BATAM – Pembahasan Rancangan Peraturan Daerah (Ranperda) tentang Penyelenggaraan Prasarana, Sarana, dan Utilitas Umum (PSU) Perumahan di DPRD Kota Batam mendapat perhatian serius dari warga.
Selain mendukung percepatan regulasi tersebut, warga menilai Perda PSU harus menjadi instrumen yang menjamin transparansi dan pengawasan terhadap pembangunan perumahan oleh pihak pengembang.
Salah satu masukan datang dari Daeng Harianto, Ketua Pejuang Masjid Central Hills. Ia menilai ranperda yang tengah dibahas DPRD Batam ini merupakan momentum untuk memperbaiki persoalan klasik terkait pengelolaan PSU mulai dari penyerahan aset, perubahan site plan, hingga pemanfaatan fasum dan fasos.
“Kami mengapresiasi langkah DPRD Batam. Namun regulasi ini harus memberi kepastian bagi warga, terutama soal transparansi developer saat membangun perumahan,” ujar Daeng, Kamis (27/11/2025).
Menurut Daeng, masalah utama yang kerap muncul adalah ketidakjelasan waktu penyerahan PSU dari pengembang kepada pemerintah. Ia mencontohkan ketentuan dalam Perwako Batam Nomor 184 Tahun 2023 yang mengatur penyerahan PSU satu tahun setelah masa pemeliharaan selesai.
Kondisi seperti ini, lanjutnya, berpotensi menimbulkan perselisihan antara warga dan pengembang, terutama terkait pemanfaatan fasum dan fasos.
“Jika penyerahan menunggu pembangunan selesai 100 persen, siapa yang bisa menjamin kapan selesai? Kalau tidak selesai, maka tidak ada penyerahan ke pemerintah,” ucapnya.
Daeng juga menyoroti lemahnya pengawasan terhadap pelaksanaan pembangunan PSU. Ia menduga proses serah terima selama ini cenderung bersifat administratif tanpa pengecekan fisik yang memadai.
“Apa ada pengukuran lapangan? Apa ada pengawasan berkala? Jangan-jangan hanya serah terima formalitas, main cap saja,” tegasnya.
Ia merujuk pada kondisi di lingkungan perumahannya sendiri, yang menurutnya mengalami perubahan site plan tanpa melibatkan warga. Mulai dari penyempitan ROW jalan, penghilangan bundaran, hingga pergeseran lokasi lahan komersial ke area fasilitas umum.
Daeng mengusulkan sistem penyerahan PSU dilakukan secara bertahap, sesuai skala kepentingannya bagi warga.
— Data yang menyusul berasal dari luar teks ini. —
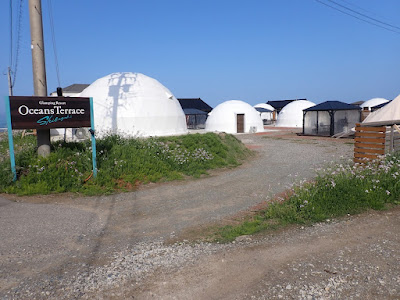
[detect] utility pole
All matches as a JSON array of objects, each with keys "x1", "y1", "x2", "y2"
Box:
[
  {"x1": 29, "y1": 0, "x2": 50, "y2": 157},
  {"x1": 7, "y1": 67, "x2": 13, "y2": 96}
]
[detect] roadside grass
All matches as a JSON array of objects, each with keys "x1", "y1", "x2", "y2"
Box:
[
  {"x1": 214, "y1": 153, "x2": 400, "y2": 242},
  {"x1": 0, "y1": 133, "x2": 252, "y2": 195}
]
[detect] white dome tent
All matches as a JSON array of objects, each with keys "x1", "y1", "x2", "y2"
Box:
[
  {"x1": 205, "y1": 100, "x2": 264, "y2": 133},
  {"x1": 254, "y1": 103, "x2": 275, "y2": 123},
  {"x1": 80, "y1": 72, "x2": 187, "y2": 137},
  {"x1": 360, "y1": 98, "x2": 389, "y2": 111},
  {"x1": 276, "y1": 100, "x2": 315, "y2": 127}
]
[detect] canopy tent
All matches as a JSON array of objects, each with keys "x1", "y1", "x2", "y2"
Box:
[
  {"x1": 206, "y1": 100, "x2": 264, "y2": 133},
  {"x1": 360, "y1": 98, "x2": 389, "y2": 110},
  {"x1": 80, "y1": 72, "x2": 187, "y2": 137},
  {"x1": 254, "y1": 107, "x2": 272, "y2": 113},
  {"x1": 303, "y1": 101, "x2": 361, "y2": 136},
  {"x1": 276, "y1": 100, "x2": 315, "y2": 127},
  {"x1": 254, "y1": 103, "x2": 275, "y2": 124},
  {"x1": 363, "y1": 95, "x2": 400, "y2": 125},
  {"x1": 183, "y1": 108, "x2": 208, "y2": 129}
]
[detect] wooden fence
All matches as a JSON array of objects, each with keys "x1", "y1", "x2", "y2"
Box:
[{"x1": 354, "y1": 124, "x2": 400, "y2": 163}]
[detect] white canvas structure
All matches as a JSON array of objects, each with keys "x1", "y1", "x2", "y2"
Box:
[
  {"x1": 80, "y1": 72, "x2": 187, "y2": 137},
  {"x1": 362, "y1": 95, "x2": 400, "y2": 125},
  {"x1": 205, "y1": 100, "x2": 264, "y2": 133},
  {"x1": 360, "y1": 98, "x2": 389, "y2": 110},
  {"x1": 254, "y1": 103, "x2": 275, "y2": 121},
  {"x1": 276, "y1": 100, "x2": 315, "y2": 127}
]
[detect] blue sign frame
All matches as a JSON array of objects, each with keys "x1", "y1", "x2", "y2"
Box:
[{"x1": 5, "y1": 96, "x2": 97, "y2": 181}]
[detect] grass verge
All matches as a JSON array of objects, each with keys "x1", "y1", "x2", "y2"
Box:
[
  {"x1": 0, "y1": 133, "x2": 252, "y2": 195},
  {"x1": 212, "y1": 153, "x2": 400, "y2": 242}
]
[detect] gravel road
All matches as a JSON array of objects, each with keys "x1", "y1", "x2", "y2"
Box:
[{"x1": 0, "y1": 131, "x2": 400, "y2": 299}]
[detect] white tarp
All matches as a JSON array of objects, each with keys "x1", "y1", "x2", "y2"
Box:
[
  {"x1": 362, "y1": 95, "x2": 400, "y2": 125},
  {"x1": 206, "y1": 100, "x2": 264, "y2": 133},
  {"x1": 80, "y1": 72, "x2": 187, "y2": 137}
]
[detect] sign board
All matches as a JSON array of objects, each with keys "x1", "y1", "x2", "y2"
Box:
[
  {"x1": 5, "y1": 96, "x2": 97, "y2": 181},
  {"x1": 9, "y1": 96, "x2": 91, "y2": 129}
]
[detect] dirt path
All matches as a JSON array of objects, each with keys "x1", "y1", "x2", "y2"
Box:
[
  {"x1": 130, "y1": 208, "x2": 400, "y2": 299},
  {"x1": 0, "y1": 132, "x2": 398, "y2": 299}
]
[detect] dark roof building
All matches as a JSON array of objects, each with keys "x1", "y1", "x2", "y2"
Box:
[
  {"x1": 178, "y1": 98, "x2": 212, "y2": 113},
  {"x1": 303, "y1": 101, "x2": 361, "y2": 136},
  {"x1": 50, "y1": 83, "x2": 90, "y2": 96},
  {"x1": 267, "y1": 99, "x2": 307, "y2": 112},
  {"x1": 304, "y1": 101, "x2": 361, "y2": 111}
]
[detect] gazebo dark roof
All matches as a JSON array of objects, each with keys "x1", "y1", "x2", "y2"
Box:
[
  {"x1": 183, "y1": 108, "x2": 207, "y2": 115},
  {"x1": 254, "y1": 107, "x2": 272, "y2": 112},
  {"x1": 267, "y1": 99, "x2": 300, "y2": 110},
  {"x1": 178, "y1": 98, "x2": 212, "y2": 113},
  {"x1": 52, "y1": 83, "x2": 90, "y2": 94},
  {"x1": 371, "y1": 100, "x2": 392, "y2": 111},
  {"x1": 304, "y1": 101, "x2": 361, "y2": 111}
]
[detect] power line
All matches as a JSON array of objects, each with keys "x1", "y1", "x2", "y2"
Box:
[
  {"x1": 315, "y1": 0, "x2": 400, "y2": 34},
  {"x1": 12, "y1": 0, "x2": 23, "y2": 86},
  {"x1": 10, "y1": 0, "x2": 13, "y2": 67},
  {"x1": 327, "y1": 0, "x2": 400, "y2": 29},
  {"x1": 47, "y1": 0, "x2": 61, "y2": 86}
]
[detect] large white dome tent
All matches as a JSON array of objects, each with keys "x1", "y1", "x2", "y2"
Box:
[
  {"x1": 276, "y1": 100, "x2": 315, "y2": 127},
  {"x1": 205, "y1": 100, "x2": 264, "y2": 133},
  {"x1": 80, "y1": 72, "x2": 187, "y2": 137}
]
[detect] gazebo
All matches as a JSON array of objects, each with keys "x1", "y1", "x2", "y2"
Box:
[{"x1": 303, "y1": 101, "x2": 361, "y2": 136}]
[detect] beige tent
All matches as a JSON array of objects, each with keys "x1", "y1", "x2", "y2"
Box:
[{"x1": 362, "y1": 95, "x2": 400, "y2": 126}]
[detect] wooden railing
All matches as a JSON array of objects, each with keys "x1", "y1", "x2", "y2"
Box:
[
  {"x1": 354, "y1": 124, "x2": 386, "y2": 163},
  {"x1": 354, "y1": 124, "x2": 400, "y2": 163}
]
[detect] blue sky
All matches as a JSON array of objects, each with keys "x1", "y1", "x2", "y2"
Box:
[{"x1": 0, "y1": 0, "x2": 400, "y2": 123}]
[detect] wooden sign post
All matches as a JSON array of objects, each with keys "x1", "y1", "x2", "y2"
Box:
[{"x1": 5, "y1": 96, "x2": 97, "y2": 181}]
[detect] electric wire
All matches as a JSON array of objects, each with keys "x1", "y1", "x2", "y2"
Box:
[
  {"x1": 315, "y1": 0, "x2": 400, "y2": 34},
  {"x1": 12, "y1": 0, "x2": 23, "y2": 86},
  {"x1": 10, "y1": 0, "x2": 13, "y2": 67},
  {"x1": 326, "y1": 0, "x2": 400, "y2": 29},
  {"x1": 47, "y1": 0, "x2": 61, "y2": 86}
]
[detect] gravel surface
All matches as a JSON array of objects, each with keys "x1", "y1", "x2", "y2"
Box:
[{"x1": 0, "y1": 132, "x2": 400, "y2": 299}]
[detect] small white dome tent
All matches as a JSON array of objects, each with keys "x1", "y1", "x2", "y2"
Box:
[
  {"x1": 362, "y1": 95, "x2": 400, "y2": 125},
  {"x1": 254, "y1": 103, "x2": 275, "y2": 124},
  {"x1": 360, "y1": 98, "x2": 389, "y2": 110},
  {"x1": 206, "y1": 100, "x2": 264, "y2": 133},
  {"x1": 80, "y1": 72, "x2": 187, "y2": 137},
  {"x1": 276, "y1": 100, "x2": 315, "y2": 127}
]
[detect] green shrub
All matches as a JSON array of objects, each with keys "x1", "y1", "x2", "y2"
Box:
[{"x1": 0, "y1": 133, "x2": 251, "y2": 195}]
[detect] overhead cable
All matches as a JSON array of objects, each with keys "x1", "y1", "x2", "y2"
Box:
[
  {"x1": 47, "y1": 0, "x2": 61, "y2": 87},
  {"x1": 315, "y1": 0, "x2": 400, "y2": 34}
]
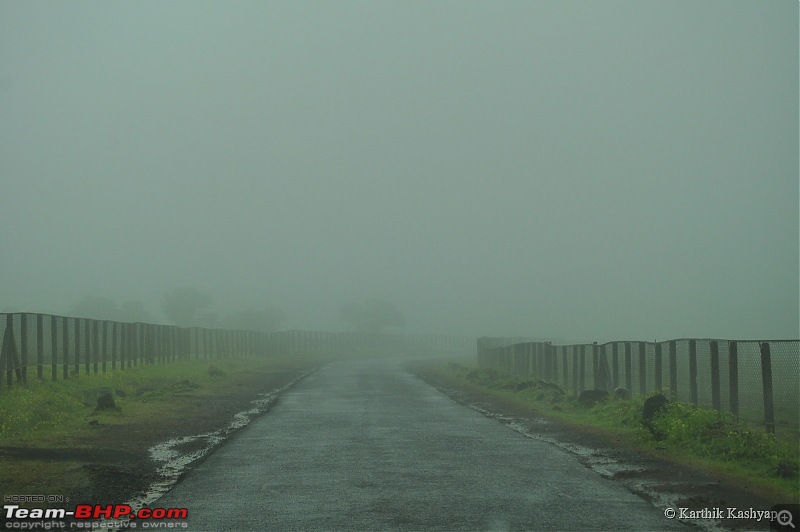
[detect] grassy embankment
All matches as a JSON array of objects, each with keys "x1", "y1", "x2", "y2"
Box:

Misalnya, fasum dan fasos yang menjadi kebutuhan dasar warga diserahkan lebih awal saat pembangunan masih 10 persen, sementara infrastruktur seperti jalan dan drainase dapat diserahkan ketika progres mencapai 70—100 persen.
“Warga butuh kepastian. Jangan sampai developer berdalih menunggu selesai semua pembangunan, sementara warga sudah membutuhkan fasum untuk kegiatan sosial, termasuk rumah ibadah. Minimal yang PSU yang efektif 6% itu bisa diserahkan ke Pemerintah lebih dulu. Agar bisa di gunakan warga. Jangan menunggu satu tahun setelah masa pemeliharaan,” ujarnya.
Daeng menuturkan pengalamannya dalam memperjuangkan lahan masjid di kawasan tempat tinggalnya. Hingga kini, persoalan tersebut belum terselesaikan karena lahan yang semula dijanjikan masuk dalam area PSU belum diserahkan sepenuhnya kepada pemerintah.
“Ini kebutuhan penting bagi warga. Jika penyerahan PSU lebih jelas, pemerintah bisa lebih tegas terhadap developer,” katanya.
Melihat berbagai persoalan tersebut, Daeng menilai Perda PSU yang sedang disusun DPRD Batam harus mengedepankan aspek pengawasan, verifikasi fisik, dan transparansi dokumen. Dengan begitu, serah terima PSU tidak hanya menjadi formalitas administratif, tetapi benar-benar mencerminkan kondisi fisik di lapangan.
“Kami berharap Perda ini menjadi payung hukum yang kuat agar konflik antara warga dan developer tidak berulang. Perda, Perwako dan yang ada di Fatwa Planologi harus sejalan. Jangan pula tidak singkron. Ditempat kami, di fatwa Planologi dari BP itu ada kata lahan Masjid, Sekolah Dasar (SD) hingga SMA. Tapi di lapangan itu tidak ada lahannya,” pungkasnya.